A candy cane 20 cm high has a circumference of 3 cm. The red “ribbon” makes exactly 4 complete turns round the candy cane while its two ends touch the cane's top and bottom. How long is the ribbon in cm?
Visualize the candy cane made in the form of a paper cylinder.
Cut the cylinder open, you will see that the "ribbon" around the candy cane or cylinder consists of 4 diagonals for 4 different rectangles.
the height of each of those rectangles is 20/4 or 5 cm
and the width is 3 cm
So the diagonal or hypotenuse is ..
√(5^2 + 3^2) = √34
So the length of the "ribbon" is 4√34
To find the length of the ribbon, we need to determine the total length covered by 4 complete turns around the candy cane.
First, let's calculate the circumference of the candy cane using the given information about its height and circumference. The circumference of a cylinder is given by the formula:
Circumference = 2πr
where π is a mathematical constant approximately equal to 3.14159 and r is the radius of the cylinder.

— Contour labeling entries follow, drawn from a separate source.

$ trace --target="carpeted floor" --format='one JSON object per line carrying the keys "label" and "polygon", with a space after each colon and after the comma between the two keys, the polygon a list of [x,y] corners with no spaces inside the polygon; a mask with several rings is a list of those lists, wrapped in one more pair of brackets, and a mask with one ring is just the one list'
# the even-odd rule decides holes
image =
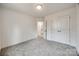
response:
{"label": "carpeted floor", "polygon": [[43,39],[32,39],[1,50],[2,56],[76,56],[75,47]]}

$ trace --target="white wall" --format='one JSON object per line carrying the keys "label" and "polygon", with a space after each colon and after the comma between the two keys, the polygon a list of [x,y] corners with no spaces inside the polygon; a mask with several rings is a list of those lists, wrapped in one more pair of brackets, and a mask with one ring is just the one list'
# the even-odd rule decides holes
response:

Since the candy cane is in the shape of a cylinder, we can find its radius by dividing the circumference by 2π:
Radius = Circumference / (2π)
= 3 cm / (2 * 3.14159)
≈ 0.477 cm (rounded to three decimal places)
Now, we know the radius of the candy cane, and we need to find the length of the ribbon when it makes 4 complete turns around the candy cane.
The length covered by one complete turn around the candy cane is equal to the circumference of a circle with a radius equal to the height of the candy cane. In this case, that's 20 cm.
Length of one complete turn = Circumference of circle with radius 20 cm
= 2π(20)
≈ 125.66 cm (rounded to two decimal places)
Since the ribbon makes 4 complete turns, we can simply multiply the length of one complete turn by 4 to get the total length of the ribbon:
Total length of the ribbon = Length of one complete turn * 4
≈ 125.66 cm * 4
≈ 502.64 cm (rounded to two decimal places)
Therefore, the length of the ribbon around the candy cane is approximately 502.64 cm.